Federal investigators have secured a warrant to examine newly discovered e-mails related to US Democratic presidential candidate Hillary Rodham Clinton’s private server, US media reported on Sunday, as a prominent Democrat accused FBI Director James Comey of breaking the law by trying to influence the election.
The warrant allows the FBI to examine the e-mails to see if they are relevant to its probe of the private e-mail server used for government work by Clinton while she was US secretary of state from 2009 to 2013.
FBI officials were unavailable for comment on the status of their investigation. Reuters could not independently confirm that the search warrant had been issued.
Comey came under heavy pressure from Democrats on Sunday to quickly provide details of the e-mails, as Clinton allies worried the prolonged controversy could extend beyond Tuesday next week’s election and cast a shadow over a Clinton transition if she wins the White House.
Comey’s disclosure of the e-mail discovery in a letter to the US Congress on Friday last week plunged the final days of the White House race between Clinton and US Republican presidential candidate Donald Trump into turmoil. Clinton had opened a lead over Trump in national polls, but it had been narrowing even before the e-mail controversy resurfaced.
US Senate Democratic leader Harry Reid sent a letter to Comey on Sunday suggesting he had violated the Hatch Act, which bars the use of a federal government position to influence an election.
“Through your partisan actions, you may have broken the law,” Reid said in the letter to Comey.
Clinton campaign chairman John Podesta and campaign manager Robby Mook questioned Comey’s decision to send a letter notifying the US Congress of the e-mail review before he even knew whether they were significant or relevant.
Comey’s letter was “long on innuendo, short on facts,” Podesta said on CNN’s State of the Union and accused the FBI head of breaking precedent by disclosing aspects of an investigation so close to an election.
“We are calling on Mr Comey to come forward and explain what’s at issue here,” Podesta said, adding the significance of the e-mails was unclear.
“He might have taken the first step of actually having looked at them before he did this in the middle of a presidential campaign, so close to the voting,” he said.
Comey’s letter was sent over the objections of US Department of Justice officials, but those officials did not try to stop the FBI from getting the warrant, a source familiar with the decision said, because they are interested in the FBI moving quickly on the probe.
Sources close to the investigation have said the latest e-mails were discovered as part of a separate probe of former Democratic US Representative Anthony Weiner, the estranged husband of Clinton aide Huma Abedin.

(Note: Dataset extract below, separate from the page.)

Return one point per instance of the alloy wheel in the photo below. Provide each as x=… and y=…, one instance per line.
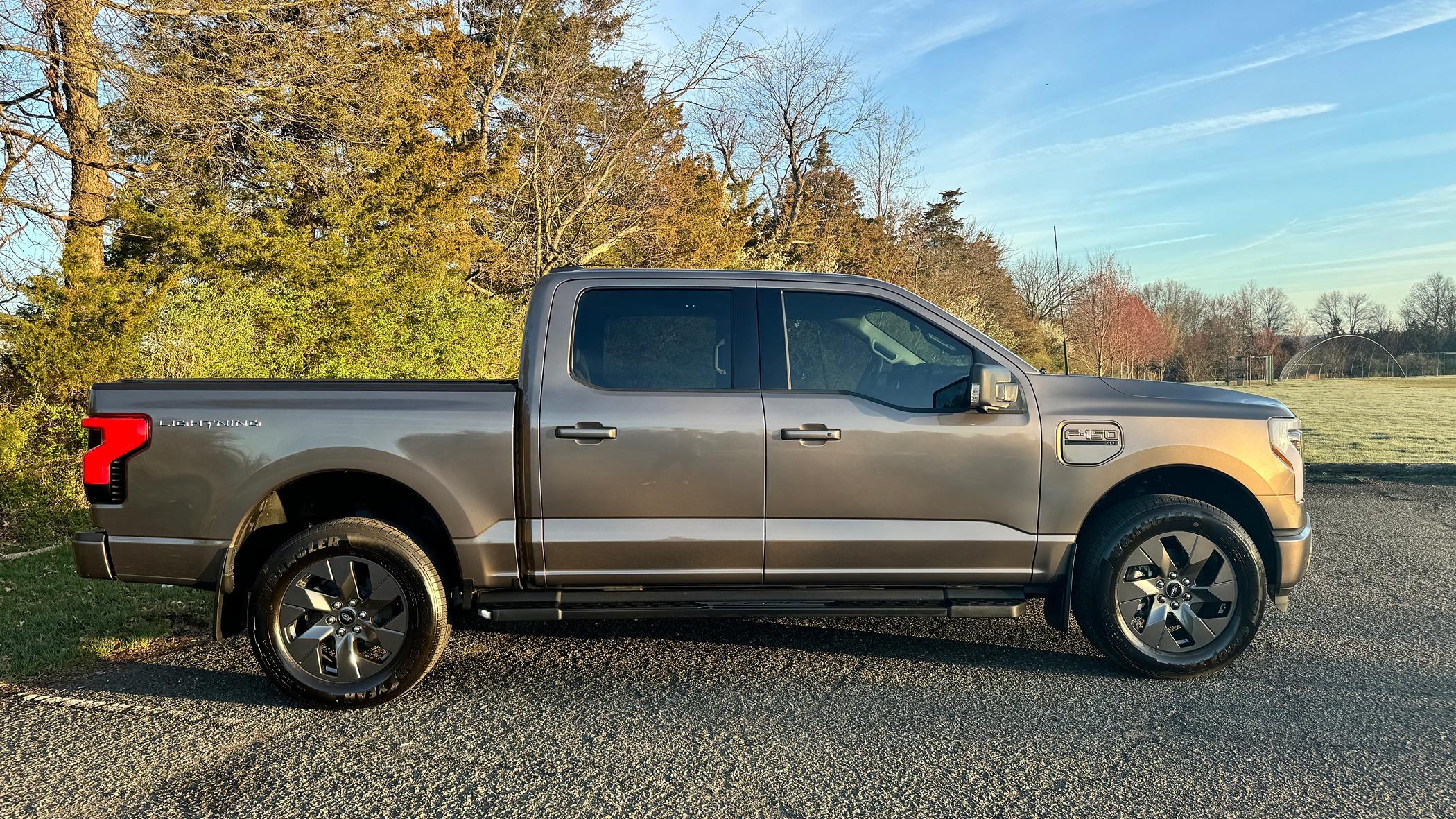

Weiner is the target of an FBI investigation into illicit text messages he is alleged to have sent to a 15-year-old girl in North Carolina. The FBI already had a warrant to search Weiner’s laptop in that probe, but needed a warrant to look at the material that might be related to Clinton.
Sources familiar with the matter said FBI agents working on the Weiner investigation saw material on a laptop belonging to Weiner that led them to believe it might be relevant to the investigation of Clinton’s e-mail practices.
Trump has highlighted the issue as proof for his argument that Clinton is corrupt and untrustworthy.
“We have one ultimate check on Hillary’s corruption and that is the power of the vote,” Trump told a rally in Las Vegas on Sunday. “The only way to beat the corruption is to show up and vote by the tens of millions.”